There is mayhem at the stock markets. In just a matter of weeks, equity investors have seen massive erosion in the value of their portfolio. Day by day all the profits they had made till now are either disappearing or worse the losses are mounting.
If, in your opinion, this is ‘bad news’…
… you will NEVER make money in stocks.
Rather, falling share prices is always a great opportunity.
Let me not get into the reasons for the recent correction in the stock markets. Frankly speaking, I am only interested in the fall, not what caused the same. In the long run, that’s what really matters.
Point No.1: Despite the correction, markets are still trading in the ‘overvalued’ zone.
Around 7-8% is the growth rate of Indian economy. Accordingly, on a broad level, we can expect around 15-16% growth in profits of the companies in totality. Hence, a PE ratio of 17-18 for the market can be considered as the fair market value. For ease of understanding, I will call this as MRP (or maximum retail price)… the term that most people are normally familiar with.
Recently, in the month of Aug 2018, the Nifty 50 had hit the all-time high of 11,760. It is now more than 1000 points down at 10,700. That’s a very steep 8.5% correction in just over a month.
But what about the PE ratio?
At the peak market levels, the PE Ratio was around 28.7 and is now down to about 26.3.
As you can see, in Aug the stock market was highly overvalued vis-à-vis the MRP. And, it continues to remain overvalued even after 1000 points correction.
To reach the mean MRP levels, either the markets have to further correct; and / or the corporate earnings have to improve.
Pursuant to demonetization and introduction of GST, companies had suffered a dip in the performance. Recent corporate numbers indicate that this pain is almost over. Hence, going forward, we can expect a revival in the corporate performance.
However, for the markets to become a really attractive buy, some more correction is both desirable and necessary.
Point No.2: Every company’s share has an MRP
As you know, companies are not merely a name on the paper or a symbol on the stock ticker. They are a business. And, when businesses generate profit, it benefits not only the promoters, but also the employees, the suppliers, the Government and the shareholders.
Therefore, I often say that buying shares is not gambling. Instead, it is investing in a wealth-creating opportunity.
It is this profitability and future growth, which determines the MRP or the true value of any business or company. Since the economy is highly dynamic, it is difficult (but not impossible) to assess this true value. It not only requires expertise and experience, but also intuition… and some risk taking too.
Hence, I always advise retail investors not to buy stocks directly. Instead, they would be much better off, if they invest in equity through the mutual fund route.
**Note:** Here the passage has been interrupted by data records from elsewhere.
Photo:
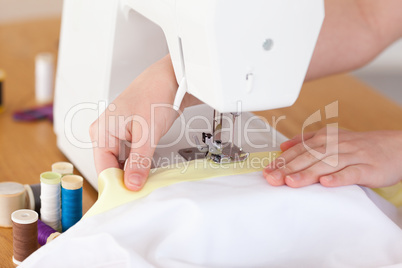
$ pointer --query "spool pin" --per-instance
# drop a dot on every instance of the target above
(14, 196)
(25, 232)
(71, 200)
(50, 199)
(64, 168)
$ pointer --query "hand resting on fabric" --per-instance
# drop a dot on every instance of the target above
(339, 157)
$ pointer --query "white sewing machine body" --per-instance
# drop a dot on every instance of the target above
(233, 55)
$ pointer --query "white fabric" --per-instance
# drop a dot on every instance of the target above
(233, 221)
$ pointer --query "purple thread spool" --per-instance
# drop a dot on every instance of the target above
(46, 233)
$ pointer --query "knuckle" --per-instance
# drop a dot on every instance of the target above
(93, 129)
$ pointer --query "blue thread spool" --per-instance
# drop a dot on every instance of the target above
(71, 200)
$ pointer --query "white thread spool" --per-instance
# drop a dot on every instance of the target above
(14, 196)
(44, 77)
(50, 199)
(64, 168)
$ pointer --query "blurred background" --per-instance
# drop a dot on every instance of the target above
(384, 73)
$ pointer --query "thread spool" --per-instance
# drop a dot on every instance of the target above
(71, 200)
(35, 188)
(13, 196)
(50, 199)
(2, 78)
(44, 76)
(25, 232)
(64, 168)
(46, 233)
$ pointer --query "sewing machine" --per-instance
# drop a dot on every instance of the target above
(235, 56)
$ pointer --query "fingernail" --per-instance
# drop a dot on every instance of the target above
(135, 180)
(275, 175)
(327, 178)
(293, 177)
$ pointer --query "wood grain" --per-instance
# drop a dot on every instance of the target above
(27, 149)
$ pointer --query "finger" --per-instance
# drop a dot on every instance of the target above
(297, 150)
(347, 176)
(140, 157)
(298, 164)
(104, 159)
(295, 140)
(328, 165)
(274, 181)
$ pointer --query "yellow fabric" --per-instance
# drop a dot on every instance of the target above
(113, 193)
(393, 193)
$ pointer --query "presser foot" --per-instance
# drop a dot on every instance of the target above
(229, 154)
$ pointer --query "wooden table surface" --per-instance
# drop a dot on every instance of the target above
(28, 149)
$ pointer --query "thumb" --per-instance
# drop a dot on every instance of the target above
(139, 160)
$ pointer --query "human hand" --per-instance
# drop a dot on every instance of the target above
(124, 130)
(341, 157)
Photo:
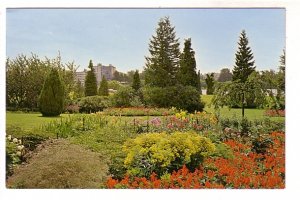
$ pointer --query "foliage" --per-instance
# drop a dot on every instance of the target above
(225, 75)
(103, 89)
(187, 74)
(244, 170)
(92, 104)
(25, 77)
(136, 84)
(275, 113)
(51, 100)
(139, 111)
(210, 82)
(163, 62)
(161, 152)
(238, 94)
(199, 87)
(115, 85)
(90, 83)
(123, 97)
(244, 63)
(181, 97)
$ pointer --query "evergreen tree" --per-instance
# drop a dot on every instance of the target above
(103, 89)
(225, 75)
(244, 66)
(199, 87)
(187, 74)
(244, 63)
(136, 84)
(51, 101)
(79, 89)
(163, 63)
(90, 85)
(210, 83)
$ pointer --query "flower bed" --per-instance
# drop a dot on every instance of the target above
(246, 170)
(139, 111)
(275, 113)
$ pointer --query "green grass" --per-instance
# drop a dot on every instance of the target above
(225, 112)
(28, 121)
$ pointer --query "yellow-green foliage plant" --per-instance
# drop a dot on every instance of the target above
(162, 153)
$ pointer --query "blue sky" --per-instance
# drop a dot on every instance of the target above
(120, 36)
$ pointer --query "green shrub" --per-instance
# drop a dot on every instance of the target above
(223, 150)
(181, 97)
(92, 104)
(162, 153)
(123, 97)
(51, 100)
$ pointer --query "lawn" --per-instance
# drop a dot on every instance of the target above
(28, 121)
(99, 140)
(225, 112)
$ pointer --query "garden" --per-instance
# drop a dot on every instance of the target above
(160, 132)
(180, 150)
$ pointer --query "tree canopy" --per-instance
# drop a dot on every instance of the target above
(187, 74)
(52, 96)
(163, 62)
(90, 84)
(103, 88)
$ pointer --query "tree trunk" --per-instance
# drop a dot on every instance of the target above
(243, 105)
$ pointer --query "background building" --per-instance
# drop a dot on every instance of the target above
(100, 70)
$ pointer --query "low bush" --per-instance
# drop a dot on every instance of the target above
(162, 153)
(92, 104)
(245, 170)
(123, 97)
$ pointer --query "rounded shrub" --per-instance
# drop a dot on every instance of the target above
(51, 101)
(123, 97)
(92, 104)
(163, 153)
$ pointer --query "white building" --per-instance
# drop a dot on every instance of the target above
(100, 70)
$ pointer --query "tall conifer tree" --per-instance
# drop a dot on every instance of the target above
(51, 101)
(244, 66)
(103, 89)
(244, 63)
(90, 84)
(136, 84)
(163, 63)
(187, 74)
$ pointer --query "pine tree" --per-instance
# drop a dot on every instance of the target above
(103, 89)
(79, 89)
(199, 82)
(225, 75)
(163, 63)
(136, 84)
(244, 66)
(210, 83)
(90, 85)
(51, 101)
(187, 74)
(244, 63)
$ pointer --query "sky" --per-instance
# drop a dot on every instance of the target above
(121, 36)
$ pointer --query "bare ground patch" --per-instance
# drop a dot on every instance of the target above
(60, 164)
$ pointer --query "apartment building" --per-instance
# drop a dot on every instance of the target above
(100, 70)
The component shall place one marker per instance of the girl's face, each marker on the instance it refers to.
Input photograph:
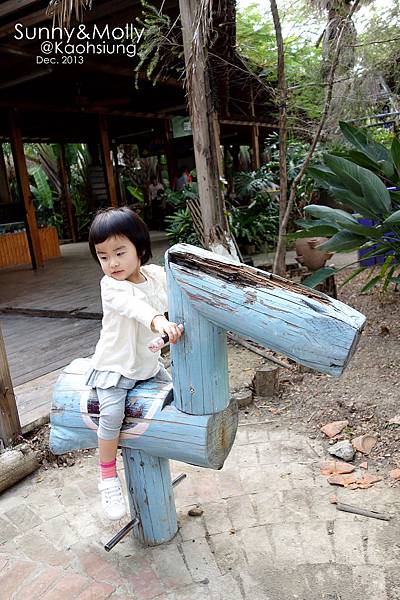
(118, 259)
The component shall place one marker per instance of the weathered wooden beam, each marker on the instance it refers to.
(10, 427)
(72, 224)
(10, 6)
(15, 464)
(4, 187)
(25, 191)
(307, 326)
(148, 479)
(107, 163)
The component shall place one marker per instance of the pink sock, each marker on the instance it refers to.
(108, 469)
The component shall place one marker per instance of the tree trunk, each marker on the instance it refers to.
(16, 464)
(279, 266)
(195, 19)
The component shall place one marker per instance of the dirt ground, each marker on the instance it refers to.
(367, 394)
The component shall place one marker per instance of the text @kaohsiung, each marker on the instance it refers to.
(81, 41)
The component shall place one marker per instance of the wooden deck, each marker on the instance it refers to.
(49, 317)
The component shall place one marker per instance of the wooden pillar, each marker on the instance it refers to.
(194, 392)
(151, 498)
(10, 427)
(204, 125)
(255, 144)
(72, 224)
(107, 163)
(5, 197)
(169, 153)
(116, 174)
(21, 171)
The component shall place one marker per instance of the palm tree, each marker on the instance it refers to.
(61, 10)
(338, 12)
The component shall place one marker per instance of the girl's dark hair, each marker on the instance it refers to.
(110, 222)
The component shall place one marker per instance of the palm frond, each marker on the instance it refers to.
(62, 10)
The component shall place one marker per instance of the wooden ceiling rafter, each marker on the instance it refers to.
(12, 6)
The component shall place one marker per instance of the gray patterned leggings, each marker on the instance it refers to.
(112, 406)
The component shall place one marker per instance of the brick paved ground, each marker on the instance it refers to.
(268, 532)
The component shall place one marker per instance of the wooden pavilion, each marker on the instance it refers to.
(59, 98)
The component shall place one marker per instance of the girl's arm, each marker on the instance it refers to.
(164, 327)
(118, 296)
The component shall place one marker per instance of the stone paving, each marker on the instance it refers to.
(268, 532)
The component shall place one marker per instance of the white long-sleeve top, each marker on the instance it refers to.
(128, 310)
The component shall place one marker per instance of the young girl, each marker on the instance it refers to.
(134, 299)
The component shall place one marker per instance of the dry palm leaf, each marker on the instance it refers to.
(61, 10)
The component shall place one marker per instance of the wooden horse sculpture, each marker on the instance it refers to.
(193, 420)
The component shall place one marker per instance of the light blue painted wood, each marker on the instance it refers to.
(307, 326)
(148, 480)
(200, 360)
(209, 294)
(165, 432)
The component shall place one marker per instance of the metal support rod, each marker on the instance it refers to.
(121, 534)
(129, 526)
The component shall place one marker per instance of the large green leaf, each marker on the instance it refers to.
(394, 219)
(357, 203)
(362, 182)
(370, 284)
(343, 241)
(395, 153)
(332, 215)
(318, 231)
(347, 171)
(318, 276)
(364, 142)
(324, 177)
(362, 160)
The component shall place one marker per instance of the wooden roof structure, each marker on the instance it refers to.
(61, 85)
(61, 102)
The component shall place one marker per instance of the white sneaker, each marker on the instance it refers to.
(112, 499)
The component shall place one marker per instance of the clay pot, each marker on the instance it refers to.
(308, 255)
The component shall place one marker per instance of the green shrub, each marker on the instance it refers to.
(361, 179)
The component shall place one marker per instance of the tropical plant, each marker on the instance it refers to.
(180, 226)
(253, 216)
(365, 179)
(78, 160)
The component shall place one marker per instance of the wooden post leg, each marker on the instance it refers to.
(151, 498)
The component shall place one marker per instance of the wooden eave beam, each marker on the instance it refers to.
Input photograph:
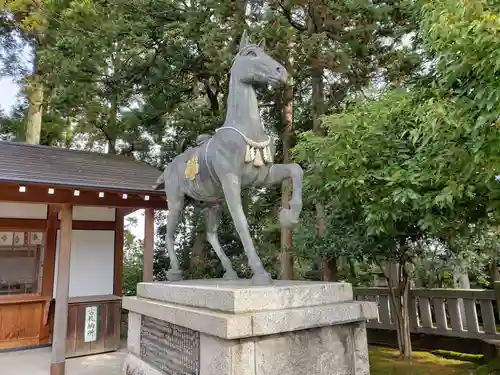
(39, 194)
(41, 224)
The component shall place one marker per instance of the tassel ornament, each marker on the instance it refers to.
(249, 155)
(258, 162)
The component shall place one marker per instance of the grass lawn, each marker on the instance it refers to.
(384, 361)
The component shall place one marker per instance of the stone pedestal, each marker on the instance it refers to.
(217, 327)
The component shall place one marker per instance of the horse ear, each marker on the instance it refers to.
(262, 44)
(244, 40)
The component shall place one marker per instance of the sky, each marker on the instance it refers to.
(8, 97)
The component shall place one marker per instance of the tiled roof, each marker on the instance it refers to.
(25, 163)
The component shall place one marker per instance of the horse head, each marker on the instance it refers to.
(253, 66)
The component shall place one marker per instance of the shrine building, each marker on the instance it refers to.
(61, 246)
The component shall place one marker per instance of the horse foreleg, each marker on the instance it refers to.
(175, 207)
(277, 174)
(212, 219)
(231, 186)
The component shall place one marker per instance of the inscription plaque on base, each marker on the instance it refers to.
(172, 349)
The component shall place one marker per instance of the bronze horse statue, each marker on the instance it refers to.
(240, 154)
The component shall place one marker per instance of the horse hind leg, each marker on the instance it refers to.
(212, 220)
(175, 207)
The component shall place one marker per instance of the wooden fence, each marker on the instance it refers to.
(464, 313)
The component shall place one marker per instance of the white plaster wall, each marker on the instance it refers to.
(23, 210)
(89, 213)
(92, 263)
(18, 269)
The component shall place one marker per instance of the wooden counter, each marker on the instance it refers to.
(24, 321)
(108, 325)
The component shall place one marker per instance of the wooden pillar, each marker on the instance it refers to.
(49, 258)
(118, 264)
(149, 238)
(57, 366)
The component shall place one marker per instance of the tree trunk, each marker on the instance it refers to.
(399, 296)
(330, 270)
(198, 254)
(318, 109)
(34, 116)
(286, 257)
(405, 316)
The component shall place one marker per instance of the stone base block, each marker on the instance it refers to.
(216, 327)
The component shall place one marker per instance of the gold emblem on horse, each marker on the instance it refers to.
(192, 168)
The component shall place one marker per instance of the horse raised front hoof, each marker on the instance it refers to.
(262, 279)
(288, 218)
(231, 275)
(174, 275)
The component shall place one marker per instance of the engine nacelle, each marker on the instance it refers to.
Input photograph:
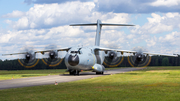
(98, 68)
(112, 55)
(139, 57)
(29, 56)
(53, 54)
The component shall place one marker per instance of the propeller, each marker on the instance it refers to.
(113, 59)
(28, 58)
(139, 59)
(51, 57)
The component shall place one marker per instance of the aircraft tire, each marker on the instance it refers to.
(98, 73)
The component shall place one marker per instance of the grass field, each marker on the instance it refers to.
(4, 75)
(15, 74)
(152, 84)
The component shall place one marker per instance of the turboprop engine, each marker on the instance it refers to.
(112, 55)
(139, 59)
(113, 59)
(51, 58)
(28, 58)
(98, 68)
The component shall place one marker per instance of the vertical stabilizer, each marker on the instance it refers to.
(99, 25)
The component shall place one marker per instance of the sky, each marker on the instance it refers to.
(40, 23)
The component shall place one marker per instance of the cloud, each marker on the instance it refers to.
(53, 15)
(158, 24)
(138, 6)
(14, 14)
(167, 3)
(50, 1)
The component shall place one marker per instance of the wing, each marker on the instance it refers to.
(42, 52)
(129, 51)
(160, 54)
(108, 49)
(61, 49)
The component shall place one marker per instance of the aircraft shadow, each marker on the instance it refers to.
(82, 74)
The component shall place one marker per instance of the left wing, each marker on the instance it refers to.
(129, 51)
(61, 49)
(42, 52)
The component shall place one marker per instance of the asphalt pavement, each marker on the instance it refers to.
(47, 80)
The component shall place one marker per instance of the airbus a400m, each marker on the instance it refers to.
(84, 58)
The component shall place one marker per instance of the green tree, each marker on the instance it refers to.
(165, 61)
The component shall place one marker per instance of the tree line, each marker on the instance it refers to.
(155, 61)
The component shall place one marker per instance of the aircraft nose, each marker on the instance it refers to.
(73, 60)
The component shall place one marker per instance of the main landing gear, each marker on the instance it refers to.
(74, 72)
(98, 73)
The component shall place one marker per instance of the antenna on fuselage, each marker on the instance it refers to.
(99, 25)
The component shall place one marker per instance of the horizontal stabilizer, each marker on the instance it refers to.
(90, 24)
(105, 24)
(102, 24)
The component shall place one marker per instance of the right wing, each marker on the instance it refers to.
(129, 51)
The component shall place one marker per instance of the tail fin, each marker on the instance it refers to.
(98, 31)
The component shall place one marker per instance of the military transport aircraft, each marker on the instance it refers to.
(82, 58)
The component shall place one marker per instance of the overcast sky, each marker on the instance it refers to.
(39, 23)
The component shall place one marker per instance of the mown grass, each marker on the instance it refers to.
(152, 84)
(16, 74)
(4, 75)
Point No.3: Averages can be misleading
Even though the average market is expensive compared to the MRP, it is after all just an average. This means that there are companies which are available below their MRP and others that are trading above their MRP.
When the stock markets are booming, more and more shares become expensive as compared to their MRP. So it becomes difficult to find undervalued stocks. And, during downturn, more and more shares become cheaper as compared to their MRP. So investing in shares becomes quite easy.
In other words, bear markets are the nice time to invest in stocks. However, most investors avoid stocks markets when the share prices are tumbling.
You will become the most successful stock market investor, the day you conquer this fear of falling markets… and continue investing even if things look scary.
Point No.4: All dips are temporary
One should not worry, because sooner or later the markets WILL go up. After all, despite many corrections, in the long term the market has always created new peaks, in line with growing economy.
Companies are growing (though slower than expectations). So the profits are also growing. Hence, after some time (maybe in a year or two), the earnings will exceed the prices. As such, by virtue of increased earnings and falling / stagnant share prices, the market will automatically become undervalued. This, in turn, will generate buying interest. Share prices will move up again, so that the market PE reaches its MRP.
This yo-yo in prices, is the very nature of the stock market. The day you develop patience and discipline to follow this price volatility “correctly”, you will immensely profit from investing in stocks.
In a nutshell:
No experts, no advisers, no brokers can ever make you rich. Only YOU and your “mental framework” will determine whether you will become a crorepati by investing in the share market (I reiterate, not directly, but through the mutual fund route).